Cataluña fue el otro gran centro de producción fílmica republicano. Muy pronto, el 12 de Septiembre de 1936, se creó el Commisariat de Propaganda, del cual dependía el Departament de Cinema y su productora Laya Films, responsable a partir de Marzo de 1937 de la creación de un noticiario (Espanya al día) en el que se visionaban diez noticias diarias que, además, se exportaban en versión francesa e inglesa. Bajo la dirección de Joan Castanyer se elaboraron 28 documentales y 108 noticiarios. Entre los primeros son especialmente destacables Transformació de la industria al servei de la guerra, Conquesta de Terol, Bombardeig de Lleida y el impresionante Catalunya mártir.5

El bando sublevado no se quedó atrás y, así, elaboró documentales, entre los que hay que hacer obligada referencia a España heroica. Estampas de la Guerra Civil.6 Co-producida con Alemania, constituye la película más importante desde el punto de vista propagandístico que tuvo la España nacional. Elaborada con material rodado en el propio territorio y con el incautado a los republicanos, más el filmado por corresponsales extranjeros, fue exhibida ante el Comité de No Intervención como prueba del desorden que reinaba en la zona republicana. No fue el único: también son muy destacables Hacia la Nueva España y Reconstruyendo España. Falange Española también realizó documentales propagandísticos, tales como Arriba España o La Reconquista de la Patria. Frente de Vizcaya y 18 de Julio fueron dos de las primeras producciones de la Sección Cinematográfica de Falange. En ellas se desarrollaba la campaña militar en el País Vasco, en el primero, y los actos del primer aniversario de la sublevación en Salamanca, en el segundo. De igual forma, y en la misma línea que los anteriores, es muy destacable el titulado La guerra por la paz, en torno a la celebración del Día de la Raza el 12 de Octubre de 1937. El Requeté Carlista también produjo documentales dignos de mención, tales como Con la Brigada de Navarra o La toma de Bilbao. Y el Estado Mayor del Ejército estuvo tras los títulos de La reconquista de Málaga y Belchite.

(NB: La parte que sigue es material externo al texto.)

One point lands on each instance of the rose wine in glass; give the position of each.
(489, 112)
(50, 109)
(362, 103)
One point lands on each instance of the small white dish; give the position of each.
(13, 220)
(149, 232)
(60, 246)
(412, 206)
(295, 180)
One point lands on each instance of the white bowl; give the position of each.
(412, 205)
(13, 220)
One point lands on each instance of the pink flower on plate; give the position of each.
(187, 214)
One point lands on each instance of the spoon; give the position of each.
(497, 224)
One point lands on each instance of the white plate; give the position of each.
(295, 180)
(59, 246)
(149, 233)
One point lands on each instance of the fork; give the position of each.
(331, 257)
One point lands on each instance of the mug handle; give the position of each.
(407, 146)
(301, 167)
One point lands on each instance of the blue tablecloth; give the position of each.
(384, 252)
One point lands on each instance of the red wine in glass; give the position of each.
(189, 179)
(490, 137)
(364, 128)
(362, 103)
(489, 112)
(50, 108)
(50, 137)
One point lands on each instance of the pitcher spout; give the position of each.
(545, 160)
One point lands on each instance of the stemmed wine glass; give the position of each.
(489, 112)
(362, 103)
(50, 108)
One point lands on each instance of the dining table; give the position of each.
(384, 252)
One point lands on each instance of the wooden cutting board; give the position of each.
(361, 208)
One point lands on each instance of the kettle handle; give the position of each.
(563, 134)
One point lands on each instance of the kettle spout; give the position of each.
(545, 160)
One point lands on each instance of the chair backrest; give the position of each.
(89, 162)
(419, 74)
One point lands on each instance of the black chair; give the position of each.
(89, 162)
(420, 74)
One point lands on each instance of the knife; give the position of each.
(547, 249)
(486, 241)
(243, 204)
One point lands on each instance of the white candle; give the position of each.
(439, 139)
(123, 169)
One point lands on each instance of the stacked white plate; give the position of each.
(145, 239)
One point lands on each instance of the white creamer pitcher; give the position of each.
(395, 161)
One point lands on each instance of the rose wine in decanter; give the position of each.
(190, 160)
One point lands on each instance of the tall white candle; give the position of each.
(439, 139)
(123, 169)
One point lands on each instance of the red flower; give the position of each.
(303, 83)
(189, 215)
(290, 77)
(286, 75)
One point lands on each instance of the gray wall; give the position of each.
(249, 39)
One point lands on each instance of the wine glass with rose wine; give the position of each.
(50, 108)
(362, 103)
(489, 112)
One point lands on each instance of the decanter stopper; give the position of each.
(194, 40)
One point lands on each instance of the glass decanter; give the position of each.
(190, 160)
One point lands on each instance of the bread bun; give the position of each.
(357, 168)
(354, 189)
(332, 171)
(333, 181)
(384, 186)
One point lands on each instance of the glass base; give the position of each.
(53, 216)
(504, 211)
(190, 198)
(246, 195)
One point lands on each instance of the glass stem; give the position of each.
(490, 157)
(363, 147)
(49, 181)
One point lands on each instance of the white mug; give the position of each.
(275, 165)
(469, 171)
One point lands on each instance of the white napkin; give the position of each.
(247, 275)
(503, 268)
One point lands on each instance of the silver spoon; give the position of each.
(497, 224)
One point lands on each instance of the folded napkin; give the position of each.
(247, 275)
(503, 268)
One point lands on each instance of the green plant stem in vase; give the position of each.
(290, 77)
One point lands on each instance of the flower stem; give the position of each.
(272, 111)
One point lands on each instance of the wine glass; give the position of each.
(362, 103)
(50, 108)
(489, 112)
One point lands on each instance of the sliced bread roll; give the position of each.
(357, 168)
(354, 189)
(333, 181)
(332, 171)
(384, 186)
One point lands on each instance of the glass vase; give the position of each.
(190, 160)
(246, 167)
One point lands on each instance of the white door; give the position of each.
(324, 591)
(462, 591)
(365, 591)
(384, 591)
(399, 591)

El final de la guerra también fue el tema de Reportaje de la liberación de Madrid para el glorioso Ejército español, tema recurrente en La liberación de Madrid, donde la voz en off explicaba: Madrid, erigida en sede del Imperio, se hundió con el poder de las turbas marxistas asesinas… El film acababa con las imágenes de Franco y de José Antonio. Otro ejemplo destacable es El gran desfile de la Victoria, realizado el 19 de Mayo de 1939 y, antes, en el titulado La liberación de Barcelona, se podían ver los primeros días tras la entrada de las tropas franquistas el día 26 de Enero de 1939, documental al que hay que añadir La gran parada militar en Barcelona, con asistencia de Su Excelencia el Jefe del Estado y Generalísimo de los Ejércitos, correspondiente al día 21 de Febrero de 1939.